If you have no intentions of going near planetary astrophotography and want a guide camera workhorse, look at the ZWO ASI 120mm mini.
These are monochrome cameras which are said to be better for guiding than color cameras.
They are slimmer and weigh half that of the ASI 224mc.
I own both of these cameras; take a look at the size difference between them.
How to Guide with a DSLR
With a small refractor, you would typically mount the guide scope onto the tube rings and call it a day (an excellent reason to consider telescopes with tube rings vs. without).
That’s likely not an option with a star tracker since 300mm is about the maximum focal length you should attempt to use with one.
Most people using a star tracker do so with a camera lens rather than a telescope.
So how do you mount the guiding equipment?
The first thing that you will need is an Arca Swiss universal L bracket for DSLRs.
These can be found all over the place for reasonably cheap.

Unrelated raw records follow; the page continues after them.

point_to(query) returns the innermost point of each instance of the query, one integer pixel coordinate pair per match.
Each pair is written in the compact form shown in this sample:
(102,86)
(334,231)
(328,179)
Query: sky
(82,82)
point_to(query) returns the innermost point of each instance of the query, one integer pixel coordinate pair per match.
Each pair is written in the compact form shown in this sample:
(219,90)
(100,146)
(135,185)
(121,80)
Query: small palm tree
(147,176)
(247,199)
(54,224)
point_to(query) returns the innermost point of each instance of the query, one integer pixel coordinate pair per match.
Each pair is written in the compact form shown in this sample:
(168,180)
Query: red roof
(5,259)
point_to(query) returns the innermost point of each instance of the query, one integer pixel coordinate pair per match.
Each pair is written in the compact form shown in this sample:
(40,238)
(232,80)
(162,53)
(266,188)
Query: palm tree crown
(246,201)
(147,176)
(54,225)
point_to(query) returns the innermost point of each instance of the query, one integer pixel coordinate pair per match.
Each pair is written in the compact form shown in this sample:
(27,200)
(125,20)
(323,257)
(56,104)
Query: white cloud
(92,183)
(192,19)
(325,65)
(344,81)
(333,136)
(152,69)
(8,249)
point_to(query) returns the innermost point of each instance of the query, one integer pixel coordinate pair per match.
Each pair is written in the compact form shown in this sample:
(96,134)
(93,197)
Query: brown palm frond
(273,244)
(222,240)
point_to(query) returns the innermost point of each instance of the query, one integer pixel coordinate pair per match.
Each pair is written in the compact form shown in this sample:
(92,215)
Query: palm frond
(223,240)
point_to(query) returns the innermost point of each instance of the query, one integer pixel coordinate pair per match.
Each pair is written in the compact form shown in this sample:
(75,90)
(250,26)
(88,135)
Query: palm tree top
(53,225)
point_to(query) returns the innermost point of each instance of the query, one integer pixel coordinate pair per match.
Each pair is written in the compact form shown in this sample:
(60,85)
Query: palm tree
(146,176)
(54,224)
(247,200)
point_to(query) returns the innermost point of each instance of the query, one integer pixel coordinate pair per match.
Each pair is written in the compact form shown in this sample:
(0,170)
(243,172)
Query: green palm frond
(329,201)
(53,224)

You can even pick them up on Aliexpress for about $10 in some cases.
The next piece you’ll need is an Arca Swiss quick release clamp that will be mounted to the side of your L bracket to hold the guide scope.

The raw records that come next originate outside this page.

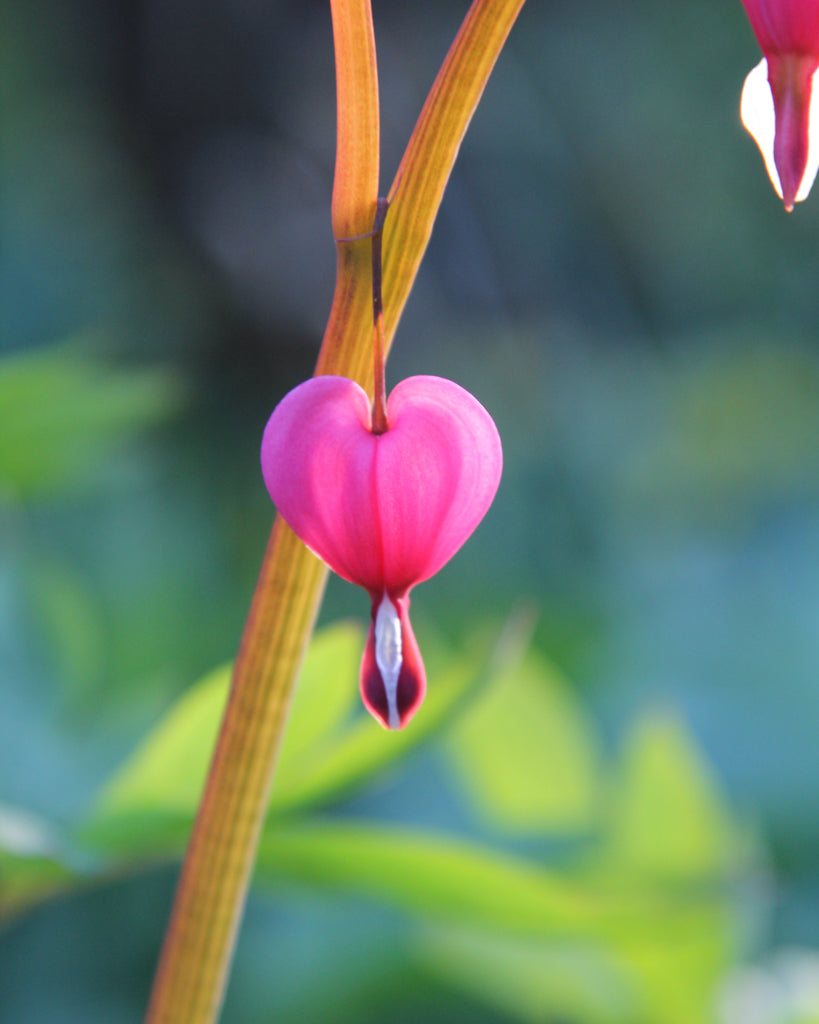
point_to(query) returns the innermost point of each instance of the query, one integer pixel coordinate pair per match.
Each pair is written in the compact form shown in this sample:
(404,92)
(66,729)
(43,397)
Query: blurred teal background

Here is an example of the one used in this photo.
If you are patient and don’t mind waiting, it can also be found on Aliexpress for half the price.
How To Connect to PHD2
When buying a star tracker, there are a few disadvantages to keep in mind:
- They are not motorized on the declination axis
- They do not have go-to capabilities for this reason
- They are not ASCOM compatible
I’m not mentioning this to dissuade you from buying a star tracker, but these noteworthy mentions change how you connect the equipment.
Instead of using pulse guiding, you will use the ST4 guiding method for star trackers.
There are 2 cables involved when establishing a connection. First, an ST4 cord runs from the guide camera to the Star Adventurer, and then a USB cord is run from the guide camera to the PC.
Once this is connected correctly, you should be able to establish a connection with PHD2 to begin guiding.
It’s also worth noting that you should calibrate in PHD2 both before guiding and each time you change targets.
Conclusion
For the cost, autoguiding is the cheapest and most effective way to improve your astrophotography images.
The total cost for the equipment is around $250. You need to use less conventional ways of mounting the guide scope, but all that’s required is a couple of brackets.
Once everything is connected, an ST4 and USB cable will establish a connection with PHD2 guiding software.